Film Review: The Hunger Games: Mockingjay Part 1

Mockingjay Part 1Don’t get me wrong, I love The Hunger Games series. However, I equally hate books being broken down into multiple movies. So as much as it pains me to say it, it comes as little surprise that on its own, The Hunger Games: Mockingjay Part 1 just doesn’t get the job done.

Catching Fire ends with quite the WTF moment as Katniss is pulled from her return showing in the Hunger Games by the long thought lost members of District 13. “Oh man! Super crazy! Minds were blown!  This must be ramping it up big time to bring these confined battles of survival to a much larger scale!” That’s what you were thinking, right? If you were, you’ll probably leave the theater disappointed.

Only a few simple phrases are needed to sum up this film: Katniss is hesitant to be the Mockingjay, she sees something that allows Jennifer Lawrence to gain experience points in horrified face expressing, Cressida (a director tasked with following Katniss around to get emotionally charged footage) asks her to repeat what she has seen (and thus what we’ve just seen), Katniss gets fired up, and then we experience it all a third time thanks to Cressida’s propaganda piece. But then something happens sending Katniss back to being hesitant to go to war, more horrified face experience points, Cressida asks her to repeat what we’ve seen, Katniss gets fired up again, more propaganda.

“Should we fight? Yes we should. But should we? Yes we should. But… Should we?”

Yes we should, so get to it already.

After all Katniss has gone through it is understandable that she has been broken down emotionally, and her hesitation to be the Mockingjay is an important part of the book to include in the film adaptations. But breaking Mockingjay into two parts does this aspect of the story a disservice because it becomes a watered down story of mostly stretched out filler slowly setting up the events to come. Sure, there are some great scenes showing unrest throughout the districts as they deal with the Capitol’s forces, but these are the only moments that really stand out in this film.

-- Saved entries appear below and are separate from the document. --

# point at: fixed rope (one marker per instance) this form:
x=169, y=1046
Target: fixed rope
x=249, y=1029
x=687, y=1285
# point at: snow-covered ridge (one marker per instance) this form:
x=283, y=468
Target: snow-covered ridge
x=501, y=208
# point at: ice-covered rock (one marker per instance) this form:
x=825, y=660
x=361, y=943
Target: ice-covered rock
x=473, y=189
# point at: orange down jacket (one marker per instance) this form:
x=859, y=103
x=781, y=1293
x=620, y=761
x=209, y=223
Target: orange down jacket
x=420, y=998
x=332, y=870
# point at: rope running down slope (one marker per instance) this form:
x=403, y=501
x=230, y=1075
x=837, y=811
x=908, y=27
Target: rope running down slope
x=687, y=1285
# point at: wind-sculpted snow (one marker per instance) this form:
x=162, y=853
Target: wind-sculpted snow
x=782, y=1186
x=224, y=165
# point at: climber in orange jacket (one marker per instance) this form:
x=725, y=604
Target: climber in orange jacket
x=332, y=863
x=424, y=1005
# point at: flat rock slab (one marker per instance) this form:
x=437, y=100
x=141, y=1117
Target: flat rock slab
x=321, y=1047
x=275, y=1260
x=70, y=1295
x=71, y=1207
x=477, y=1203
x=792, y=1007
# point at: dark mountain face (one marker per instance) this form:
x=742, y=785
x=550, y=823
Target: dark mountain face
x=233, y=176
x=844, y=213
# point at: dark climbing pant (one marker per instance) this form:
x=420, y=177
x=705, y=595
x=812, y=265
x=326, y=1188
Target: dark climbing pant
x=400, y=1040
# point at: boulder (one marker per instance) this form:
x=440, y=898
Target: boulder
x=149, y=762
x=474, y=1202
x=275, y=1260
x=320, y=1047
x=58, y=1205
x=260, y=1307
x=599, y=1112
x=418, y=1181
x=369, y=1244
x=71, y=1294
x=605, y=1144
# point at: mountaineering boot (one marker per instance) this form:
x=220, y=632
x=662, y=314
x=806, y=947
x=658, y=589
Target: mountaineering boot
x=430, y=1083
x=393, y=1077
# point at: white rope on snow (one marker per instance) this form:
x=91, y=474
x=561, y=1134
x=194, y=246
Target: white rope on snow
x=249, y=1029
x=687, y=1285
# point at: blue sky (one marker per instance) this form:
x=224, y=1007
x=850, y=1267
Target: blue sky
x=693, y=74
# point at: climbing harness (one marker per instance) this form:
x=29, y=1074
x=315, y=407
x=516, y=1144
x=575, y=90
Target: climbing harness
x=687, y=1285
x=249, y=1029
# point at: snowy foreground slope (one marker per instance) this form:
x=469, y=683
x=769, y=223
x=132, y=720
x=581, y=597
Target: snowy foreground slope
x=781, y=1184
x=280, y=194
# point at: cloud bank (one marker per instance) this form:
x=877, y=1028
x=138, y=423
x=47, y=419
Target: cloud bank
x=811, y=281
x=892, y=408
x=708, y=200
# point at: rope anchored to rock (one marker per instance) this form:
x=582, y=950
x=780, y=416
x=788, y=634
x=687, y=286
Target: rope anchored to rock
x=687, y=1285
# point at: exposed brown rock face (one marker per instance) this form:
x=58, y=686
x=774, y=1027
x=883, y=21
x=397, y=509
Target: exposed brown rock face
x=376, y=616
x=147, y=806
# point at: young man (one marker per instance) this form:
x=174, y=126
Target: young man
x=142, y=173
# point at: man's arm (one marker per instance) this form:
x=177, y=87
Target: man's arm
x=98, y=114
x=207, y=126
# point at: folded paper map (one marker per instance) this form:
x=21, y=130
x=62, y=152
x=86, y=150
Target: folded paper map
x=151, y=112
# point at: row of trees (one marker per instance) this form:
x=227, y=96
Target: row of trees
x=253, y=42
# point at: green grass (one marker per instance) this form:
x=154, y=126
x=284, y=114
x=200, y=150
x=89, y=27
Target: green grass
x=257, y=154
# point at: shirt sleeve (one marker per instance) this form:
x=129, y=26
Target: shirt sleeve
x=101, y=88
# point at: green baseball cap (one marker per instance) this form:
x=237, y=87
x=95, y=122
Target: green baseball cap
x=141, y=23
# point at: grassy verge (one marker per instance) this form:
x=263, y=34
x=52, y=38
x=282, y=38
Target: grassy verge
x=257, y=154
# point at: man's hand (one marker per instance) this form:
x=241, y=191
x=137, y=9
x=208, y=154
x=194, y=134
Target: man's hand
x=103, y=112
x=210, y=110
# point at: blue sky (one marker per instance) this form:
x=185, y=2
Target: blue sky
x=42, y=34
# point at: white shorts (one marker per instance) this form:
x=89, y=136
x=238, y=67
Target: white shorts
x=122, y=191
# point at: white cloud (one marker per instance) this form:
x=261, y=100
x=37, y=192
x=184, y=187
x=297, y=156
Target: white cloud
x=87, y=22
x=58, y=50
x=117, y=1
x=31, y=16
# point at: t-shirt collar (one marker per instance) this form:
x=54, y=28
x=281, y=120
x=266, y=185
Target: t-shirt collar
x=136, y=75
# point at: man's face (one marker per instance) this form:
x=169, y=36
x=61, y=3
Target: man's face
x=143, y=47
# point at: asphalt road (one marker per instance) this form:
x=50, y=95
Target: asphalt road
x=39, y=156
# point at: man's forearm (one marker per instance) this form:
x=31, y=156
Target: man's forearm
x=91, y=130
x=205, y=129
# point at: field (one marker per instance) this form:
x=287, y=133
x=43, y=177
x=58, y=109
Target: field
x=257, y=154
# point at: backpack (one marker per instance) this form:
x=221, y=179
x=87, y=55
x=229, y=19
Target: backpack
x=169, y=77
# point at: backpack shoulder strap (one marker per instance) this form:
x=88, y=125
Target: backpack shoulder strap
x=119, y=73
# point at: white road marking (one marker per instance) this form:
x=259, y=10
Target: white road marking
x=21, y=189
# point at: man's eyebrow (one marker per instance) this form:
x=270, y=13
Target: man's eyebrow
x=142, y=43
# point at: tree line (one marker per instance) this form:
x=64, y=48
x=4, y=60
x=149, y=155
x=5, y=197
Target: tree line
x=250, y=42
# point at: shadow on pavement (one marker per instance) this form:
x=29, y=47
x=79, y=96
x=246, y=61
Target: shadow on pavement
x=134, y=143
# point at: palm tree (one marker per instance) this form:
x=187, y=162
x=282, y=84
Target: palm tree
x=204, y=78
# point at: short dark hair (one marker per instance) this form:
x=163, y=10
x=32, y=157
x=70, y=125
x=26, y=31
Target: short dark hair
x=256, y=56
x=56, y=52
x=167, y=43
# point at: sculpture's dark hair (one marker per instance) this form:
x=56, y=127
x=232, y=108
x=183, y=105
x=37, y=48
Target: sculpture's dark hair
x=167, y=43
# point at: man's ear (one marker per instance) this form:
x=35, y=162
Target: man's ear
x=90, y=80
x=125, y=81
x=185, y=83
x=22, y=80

Everything else is just a slow boil in an attempt to make a whole film to fit between Catching Fire and the big events that will conclude the series.

Long story short, The Hunger Games: Mockinjay Part 1 is worth seeing the one time, but when I watch the series in the future I could easily leave this film out of the marathon because it just doesn’t fit with the flow of the rest. Honestly, I probably will.